Российскую премьеру шекспировского «Отелло» в постановке Деклана Доннеллана с актерами лондонского Cheek by Jowl Theatre в Петербурге вынужденно сыграли без декораций и костюмов художника Ника Ормерода и, кажется, даже без фонограммы.
Не хочется связывать этот инцидент с проблемами Британского совета на нашей территории. Но неприятные мысли по этому поводу возникли, и, боюсь, что не только у меня.
Спокойно к этой ситуации отнесся разве что сам Деклан Доннеллан. По крайней мере внешне. Форс-мажорное известие об отсутствии транспорта, перевозящего декорации и костюмы, было преподано публике так: «Думаю, они, отдельно от меня, совершают турне по странам Прибалтики». Главное, что все актеры были на месте.
Костюмы и обувь взяли из «подбора» МДТ – Театра Европы. Декорацией спектакля стала сама сценическая «коробка», на которой в некотором беспорядке лежали пять плоских деревянных то ли сундуков, то ли футляров, то ли походных кроватей. Костюмы и в своем первоначальном авторском варианте были достаточно эклектичны, а декорационные изыски Доннеллан и так не приветствует. Актеры в экстремальной ситуации были чрезвычайно собранны, точны и «выложились» на все сто.
«Отелло», пожалуй, разыгрывается режиссером как карточная партия: пять странных деревянных конструкций на сцене суть – карты, раскинутые на игровом столе, одна – Отелло, другая – Дездемона, дальше – Эмилия, Кассио, Бьянка┘ Да и сам Яго, хоть и воображает себя «ведущим» игроком, на самом деле лишь одна из выброшенных на игровое поле карт, которая в этой партии оказалась козырной и по странному стечению обстоятельств может влиять на ход событий.
Доннеллан дал роль мавра «черному» актеру Нонсо Онози – человеку-«горе», похожему на боксера-тяжеловеса. Он спокоен и доверчив, пожалуй, в традиционной пушкинской трактовке. Дездемона – Керолайн Мартин, напротив, девчонка «мелкая» и шустрая. Любовь возникла между двумя абсолютно разными людьми – героем войны и не нюхавшей пороха домашней девочкой.
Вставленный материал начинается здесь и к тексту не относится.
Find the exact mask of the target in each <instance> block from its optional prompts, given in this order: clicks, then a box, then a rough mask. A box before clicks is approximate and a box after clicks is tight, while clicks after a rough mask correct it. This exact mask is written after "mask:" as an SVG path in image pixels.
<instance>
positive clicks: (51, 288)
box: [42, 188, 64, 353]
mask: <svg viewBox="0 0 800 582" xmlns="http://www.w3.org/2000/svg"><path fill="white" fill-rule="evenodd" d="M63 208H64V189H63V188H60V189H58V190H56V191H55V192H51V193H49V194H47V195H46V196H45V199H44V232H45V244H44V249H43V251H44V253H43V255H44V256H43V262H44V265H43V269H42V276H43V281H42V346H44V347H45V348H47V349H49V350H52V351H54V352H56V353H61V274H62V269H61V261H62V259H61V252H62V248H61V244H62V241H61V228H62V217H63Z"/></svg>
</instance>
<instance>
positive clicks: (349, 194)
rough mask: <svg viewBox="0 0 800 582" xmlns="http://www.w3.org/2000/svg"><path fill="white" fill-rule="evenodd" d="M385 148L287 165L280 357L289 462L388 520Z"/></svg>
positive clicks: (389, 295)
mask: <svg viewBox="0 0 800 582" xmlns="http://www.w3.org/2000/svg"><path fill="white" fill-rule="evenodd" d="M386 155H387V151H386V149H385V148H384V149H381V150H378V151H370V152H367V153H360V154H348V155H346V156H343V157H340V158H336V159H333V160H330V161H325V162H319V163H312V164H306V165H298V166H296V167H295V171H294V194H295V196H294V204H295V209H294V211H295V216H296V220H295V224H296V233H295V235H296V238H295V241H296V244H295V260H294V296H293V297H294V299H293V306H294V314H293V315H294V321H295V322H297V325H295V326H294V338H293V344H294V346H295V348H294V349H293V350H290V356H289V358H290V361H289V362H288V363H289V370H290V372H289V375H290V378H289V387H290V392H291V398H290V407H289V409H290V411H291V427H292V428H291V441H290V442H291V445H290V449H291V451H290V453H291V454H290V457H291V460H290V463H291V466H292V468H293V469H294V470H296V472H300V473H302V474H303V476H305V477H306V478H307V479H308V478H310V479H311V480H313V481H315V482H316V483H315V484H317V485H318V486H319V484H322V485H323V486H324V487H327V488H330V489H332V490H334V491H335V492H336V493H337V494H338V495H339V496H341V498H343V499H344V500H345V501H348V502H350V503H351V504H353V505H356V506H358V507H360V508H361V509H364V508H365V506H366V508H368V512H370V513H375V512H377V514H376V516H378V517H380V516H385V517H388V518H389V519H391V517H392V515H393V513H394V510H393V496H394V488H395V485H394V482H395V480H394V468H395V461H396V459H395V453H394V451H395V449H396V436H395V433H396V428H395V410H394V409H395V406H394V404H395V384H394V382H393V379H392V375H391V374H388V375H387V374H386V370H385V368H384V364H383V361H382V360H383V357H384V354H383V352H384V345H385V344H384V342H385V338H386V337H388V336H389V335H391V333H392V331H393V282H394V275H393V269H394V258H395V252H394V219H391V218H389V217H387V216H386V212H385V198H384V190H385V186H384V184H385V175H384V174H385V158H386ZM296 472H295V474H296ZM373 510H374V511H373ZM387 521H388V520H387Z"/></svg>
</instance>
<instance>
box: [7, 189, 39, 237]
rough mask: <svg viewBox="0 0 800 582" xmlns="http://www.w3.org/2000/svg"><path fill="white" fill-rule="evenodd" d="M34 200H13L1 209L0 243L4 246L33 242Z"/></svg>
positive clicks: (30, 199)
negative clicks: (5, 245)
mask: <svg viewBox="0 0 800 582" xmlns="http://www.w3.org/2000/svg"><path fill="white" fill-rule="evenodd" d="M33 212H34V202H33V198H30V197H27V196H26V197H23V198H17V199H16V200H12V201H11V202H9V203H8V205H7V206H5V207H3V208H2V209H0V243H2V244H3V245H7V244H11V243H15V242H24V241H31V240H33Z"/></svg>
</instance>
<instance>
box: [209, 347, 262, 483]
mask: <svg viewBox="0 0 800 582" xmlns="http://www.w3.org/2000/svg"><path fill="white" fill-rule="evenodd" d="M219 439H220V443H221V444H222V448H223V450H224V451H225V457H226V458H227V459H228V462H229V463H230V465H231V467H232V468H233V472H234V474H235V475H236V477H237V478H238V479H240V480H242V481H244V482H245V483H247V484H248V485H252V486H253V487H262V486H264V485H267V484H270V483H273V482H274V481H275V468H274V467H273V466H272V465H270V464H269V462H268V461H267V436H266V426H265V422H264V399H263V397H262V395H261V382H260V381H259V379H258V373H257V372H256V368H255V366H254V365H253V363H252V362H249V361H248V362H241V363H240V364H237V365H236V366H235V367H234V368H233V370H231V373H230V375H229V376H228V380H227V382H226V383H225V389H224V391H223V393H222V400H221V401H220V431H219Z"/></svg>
То, что их связывает, – чувственность, неподвластная воле – настолько сильно, что даже мысль об измене выводит Отелло из себя: он не в состоянии этого понять. Тем не менее довольно самокритично он приводит Яго целых три с его точки зрения весомых довода – он черен (некрасив), «языком узоров не плетет» (не умеет красиво говорить) и постарел. Месть его дика и ужасна: у Доннеллана он убивает Дездемону целых три раза.
Вначале поднимает на руках над собою в воздух, сжав ее шею чудовищным боксерским приемом, затем – кидает на постель и душит руками и, наконец, придавливает ее тело – своим, а лицо – подушкой. Пот просто катится градом у актера по лицу, все в конце концов завершается самоубийством мавра. У Доннеллана он, придя в себя и убедившись в невинности Дездемоны, своей же собственной шпагой делает себе что-то подобное самурайскому харакири.
Как и у Шекспира, умирает и Яго (Джонни Филипс). Человек молодой, юркий, в военной униформе, порой с какими-то бандитскими повадками, похоже, жизнь свою не представляет без сложно сплетенных интриг и интеллектуальных комбинаций. Как ему удается подавить волю мавра и заставить его действовать по своей указке – остается тайной. Кажется, его «гениальный злой ум» (цитирую режиссера) из породы тех, что планируют террористический акты, ведут военные действия, убивают, взрывают и губят других людей.
Доннеллан лишь мельком упомянул об этом на пресс-конференции, но, думаю, что у него, как и у каждого человека, живущего в сегодняшнем мире, все эти мысли плотно «сидят» в «подкорке». Ответ кажется прост: полюби хоть кто-нибудь гениальное чудовище, планирующее все эти ужасы и злодейства и забавляющееся ими как чисто интеллектуальной игрой, может, и мир стал бы иным.